To kick off this series of blogs, we want to set the stage by describing the problem we are addressing and describe some methods we will dig further into in subsequent blogs.
Background and terminology
BM25: A sparse, unsupervised model for lexical search
The classic way documents are ranked for relevance by Elasticsearch according to a text query uses the Lucene implementation of the Okapi BM25 model. Although a few hyperparameters of this model were fine-tuned to optimize the results in most scenarios, this technique is considered unsupervised as labeled queries and documents are not required to use it: it’s very likely that the model will perform reasonably well on any corpus of text, without relying on annotated data. BM25 is known to be a strong baseline in zero-shot retrieval settings.
Under the hood, this kind of model builds a matrix of term frequencies (how many times a term appears in each document) and inverse document frequencies (inverse of how many documents contain each term). It then scores each query term for each document that was indexed based on those frequencies. Because each document typically contains a small fraction of all words used in the corpus, the matrix contains a lot of zeros. This is why this type of representation is called sparse.
Also, this model sums the relevance score of each individual term within a query for a document, without taking into account any semantic knowledge (synonyms, context, etc.). This is called lexical search (as opposed to semantic search). Its shortcoming is the so-called vocabulary mismatch problem, that query vocabulary is slightly different to the document vocabulary. This motivates other scoring models that try to incorporate semantic knowledge to avoid this problem.
Dense models: A dense, supervised model for semantic search
More recently, transformer-based models have allowed for a dense, context aware representation of text, addressing the principal shortcomings mentioned above.
To build such models and improve search relevance, the following steps are required:
We first need to train a neural network to understand the basic syntax of natural language.
Using a huge corpus of text, the model learns semantic knowledge by training on unsupervised tasks (like Masked Word Prediction or Next Sentence Prediction).
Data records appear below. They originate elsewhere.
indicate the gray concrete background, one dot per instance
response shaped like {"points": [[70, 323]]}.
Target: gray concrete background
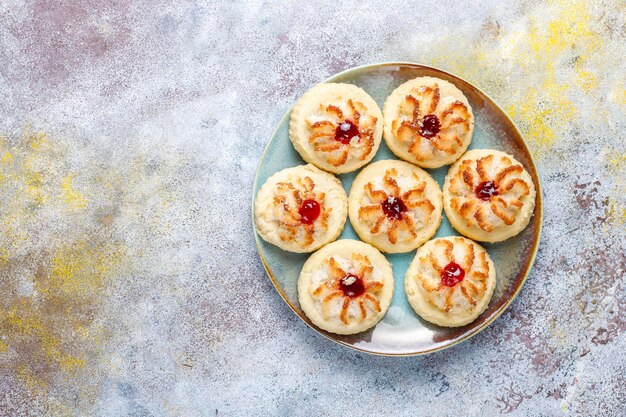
{"points": [[129, 280]]}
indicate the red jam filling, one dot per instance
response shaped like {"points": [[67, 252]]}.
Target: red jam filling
{"points": [[346, 131], [351, 285], [430, 126], [452, 274], [486, 190], [393, 207], [309, 211]]}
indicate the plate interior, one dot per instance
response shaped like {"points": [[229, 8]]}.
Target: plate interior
{"points": [[402, 331]]}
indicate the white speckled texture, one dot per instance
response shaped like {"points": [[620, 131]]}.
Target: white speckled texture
{"points": [[129, 280]]}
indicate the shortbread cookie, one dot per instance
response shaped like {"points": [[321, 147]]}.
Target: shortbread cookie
{"points": [[346, 287], [336, 127], [428, 122], [450, 281], [395, 206], [488, 195], [300, 209]]}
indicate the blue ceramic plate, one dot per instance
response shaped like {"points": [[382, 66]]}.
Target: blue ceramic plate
{"points": [[402, 332]]}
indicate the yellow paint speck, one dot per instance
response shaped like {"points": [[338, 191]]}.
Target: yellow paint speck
{"points": [[72, 198], [7, 158]]}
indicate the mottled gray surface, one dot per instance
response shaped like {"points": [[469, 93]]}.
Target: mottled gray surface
{"points": [[129, 279]]}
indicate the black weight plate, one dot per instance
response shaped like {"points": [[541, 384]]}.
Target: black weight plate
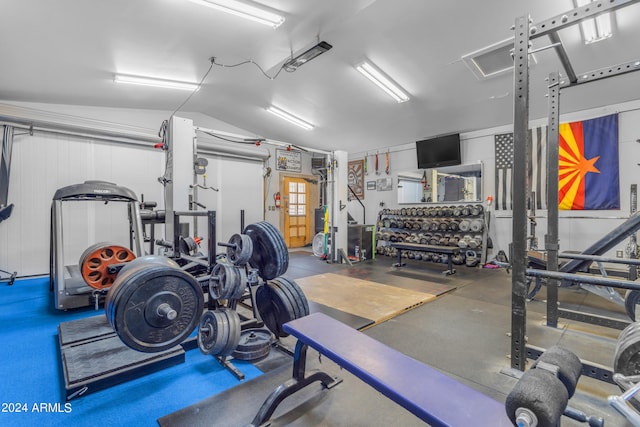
{"points": [[270, 255], [631, 298], [275, 308], [267, 310], [570, 366], [226, 281], [154, 306], [295, 294], [233, 333], [254, 344], [133, 267], [540, 392], [241, 252], [212, 332]]}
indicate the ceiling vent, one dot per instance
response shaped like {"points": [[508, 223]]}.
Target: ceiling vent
{"points": [[493, 60]]}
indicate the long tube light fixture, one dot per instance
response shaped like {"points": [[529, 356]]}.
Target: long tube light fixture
{"points": [[290, 117], [383, 81], [148, 81], [595, 29], [244, 10], [292, 64]]}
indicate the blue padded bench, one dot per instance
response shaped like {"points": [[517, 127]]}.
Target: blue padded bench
{"points": [[427, 393]]}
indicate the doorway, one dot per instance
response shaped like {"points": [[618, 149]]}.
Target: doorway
{"points": [[300, 197]]}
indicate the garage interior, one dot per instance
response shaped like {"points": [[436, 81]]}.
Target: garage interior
{"points": [[457, 248]]}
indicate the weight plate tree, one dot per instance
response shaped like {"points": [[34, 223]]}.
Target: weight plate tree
{"points": [[227, 281], [239, 249], [95, 261], [254, 344], [270, 255], [153, 305], [219, 332], [280, 301]]}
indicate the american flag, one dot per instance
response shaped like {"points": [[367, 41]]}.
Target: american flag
{"points": [[537, 169]]}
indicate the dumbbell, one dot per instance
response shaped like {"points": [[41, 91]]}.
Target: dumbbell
{"points": [[464, 242], [471, 259], [543, 391], [457, 259], [476, 225], [475, 242]]}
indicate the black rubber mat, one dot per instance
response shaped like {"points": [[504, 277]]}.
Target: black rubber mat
{"points": [[80, 330], [94, 358]]}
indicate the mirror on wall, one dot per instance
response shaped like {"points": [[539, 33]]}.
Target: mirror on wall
{"points": [[462, 183]]}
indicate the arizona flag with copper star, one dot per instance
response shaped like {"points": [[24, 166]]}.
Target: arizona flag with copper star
{"points": [[588, 165]]}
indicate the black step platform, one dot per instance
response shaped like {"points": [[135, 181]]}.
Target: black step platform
{"points": [[94, 358]]}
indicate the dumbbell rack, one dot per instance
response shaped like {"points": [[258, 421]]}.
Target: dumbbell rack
{"points": [[463, 225]]}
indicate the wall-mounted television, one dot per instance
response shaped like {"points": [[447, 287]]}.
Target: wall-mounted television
{"points": [[439, 151]]}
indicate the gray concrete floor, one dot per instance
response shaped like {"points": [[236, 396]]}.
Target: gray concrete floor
{"points": [[463, 333]]}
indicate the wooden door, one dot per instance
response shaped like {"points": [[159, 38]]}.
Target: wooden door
{"points": [[297, 211]]}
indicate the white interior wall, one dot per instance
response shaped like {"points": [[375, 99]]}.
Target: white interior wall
{"points": [[577, 229], [44, 162]]}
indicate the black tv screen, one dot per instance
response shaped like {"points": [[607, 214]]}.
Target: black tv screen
{"points": [[439, 151]]}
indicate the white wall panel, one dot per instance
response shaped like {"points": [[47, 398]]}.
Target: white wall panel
{"points": [[45, 162]]}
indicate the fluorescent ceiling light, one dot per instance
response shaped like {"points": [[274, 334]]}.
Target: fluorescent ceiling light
{"points": [[493, 60], [293, 63], [244, 10], [595, 29], [290, 118], [147, 81], [383, 81]]}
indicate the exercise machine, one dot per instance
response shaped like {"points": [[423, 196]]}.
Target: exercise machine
{"points": [[66, 281]]}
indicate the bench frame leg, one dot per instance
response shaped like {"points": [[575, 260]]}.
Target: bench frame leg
{"points": [[451, 270], [399, 263], [298, 382]]}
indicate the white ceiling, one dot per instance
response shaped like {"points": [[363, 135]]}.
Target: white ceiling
{"points": [[67, 52]]}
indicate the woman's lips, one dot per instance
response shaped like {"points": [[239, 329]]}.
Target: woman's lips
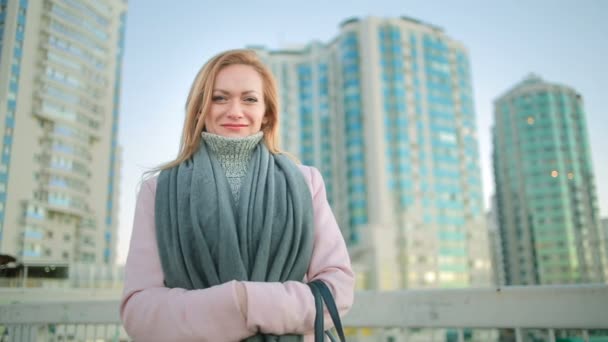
{"points": [[234, 127]]}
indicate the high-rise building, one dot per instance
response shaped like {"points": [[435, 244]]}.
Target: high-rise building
{"points": [[385, 111], [60, 71], [495, 244], [545, 188]]}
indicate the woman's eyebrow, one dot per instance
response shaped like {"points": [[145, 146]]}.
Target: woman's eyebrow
{"points": [[227, 92]]}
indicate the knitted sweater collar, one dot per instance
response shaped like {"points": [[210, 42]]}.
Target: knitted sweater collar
{"points": [[232, 148]]}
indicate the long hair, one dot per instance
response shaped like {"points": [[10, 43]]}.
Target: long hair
{"points": [[199, 102]]}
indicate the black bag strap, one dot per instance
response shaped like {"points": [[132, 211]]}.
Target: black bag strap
{"points": [[319, 309], [319, 288]]}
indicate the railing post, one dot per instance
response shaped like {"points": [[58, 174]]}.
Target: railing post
{"points": [[551, 335], [460, 335], [585, 335], [518, 337]]}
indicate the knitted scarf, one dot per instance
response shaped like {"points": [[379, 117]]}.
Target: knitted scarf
{"points": [[205, 239]]}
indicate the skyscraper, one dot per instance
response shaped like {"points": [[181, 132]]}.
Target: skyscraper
{"points": [[60, 71], [385, 111], [545, 188]]}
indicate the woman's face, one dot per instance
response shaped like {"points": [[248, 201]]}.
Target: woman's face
{"points": [[237, 102]]}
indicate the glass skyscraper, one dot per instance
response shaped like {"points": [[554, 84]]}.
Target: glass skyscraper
{"points": [[60, 71], [385, 111], [545, 188]]}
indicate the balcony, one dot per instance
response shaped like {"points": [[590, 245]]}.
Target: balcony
{"points": [[540, 313]]}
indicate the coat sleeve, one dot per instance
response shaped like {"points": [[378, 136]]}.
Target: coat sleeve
{"points": [[152, 312], [283, 308]]}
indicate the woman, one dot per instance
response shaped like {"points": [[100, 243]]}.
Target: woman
{"points": [[228, 235]]}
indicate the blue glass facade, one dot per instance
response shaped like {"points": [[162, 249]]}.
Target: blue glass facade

BERT is probably the best known example of these models — it was trained on Wikipedia (2.5B words) and BookCorpus (800M words) using Masked Word Prediction.
This is called pre-training. The model learns vector representations of language tokens, which can be adapted for other tasks with much less training.
Note that at this step, the model wouldn’t perform well on downstream NLP tasks.
This step is very expensive, but many such foundational models exist that can be used off the shelf.
2. Task-specific training
Now that the model has built a representation of natural language, it’ll train much more effectively on a specific task such as Dense Passage Retrieval (DPR) that allows Question Answering.
To do so, we must slightly adapt the model’s architecture and then train it on a large number of instances of the task, which, for DPR, consists in matching a relevant passage taken from a relevant document.
So this requires a labeled data set, that is, a collection of triplets :
- A query: "What is gold formed in?"
- A document or passage taken from a document: "The core of large stars, especially during a nova"
- Optionally, a score of degree of relevance for this (query, document) pair (If no score is given, we assume that the score is binary, and that all the other documents can be considered as irrelevant for the given query.)
A very popular and publicly available data set to perform such a training for DPR is the MS MARCO data set.
This data set was created using queries and top results from Microsoft’s Bing search engine. As such, the queries and documents it contains fall in the general knowledge linguistic domain, as opposed to specific linguistic domain (think about research papers or language used in law).
This notion of linguistic domain is important, as the semantic knowledge learned by those models is giving them an important advantage “in-domain”: when BERT came out, it improved previous state of the art models on this MS MARCO data set by a huge margin.
3. Domain-specific training
Depending on how different your data is from the data set used for task-specific training, you might need to train your model using a domain specific labeled data set. This step is also referred to as fine tuning for domain adaptation or domain-adaptation.
The good news is that you don’t need as large a data set as was required for the previous steps — a few thousands or tens of thousands of instances of the tasks can be enough.
The bad news is that these query-document pairs need to be built by domain experts, so it’s usually a costly option.
The domain adaptation is roughly similar to the task-specific training.
Having introduced these various techniques, we will measure how they perform on a wide variety of data sets. This sort of general purpose information retrieval task is of particular interest for us. We want to provide tools and guidance for a range of users, including those who don’t want to train models themselves in order to gain some of the benefits they bring to search. In the next blog post of this series, we will describe the methodology and benchmark suite we will be using.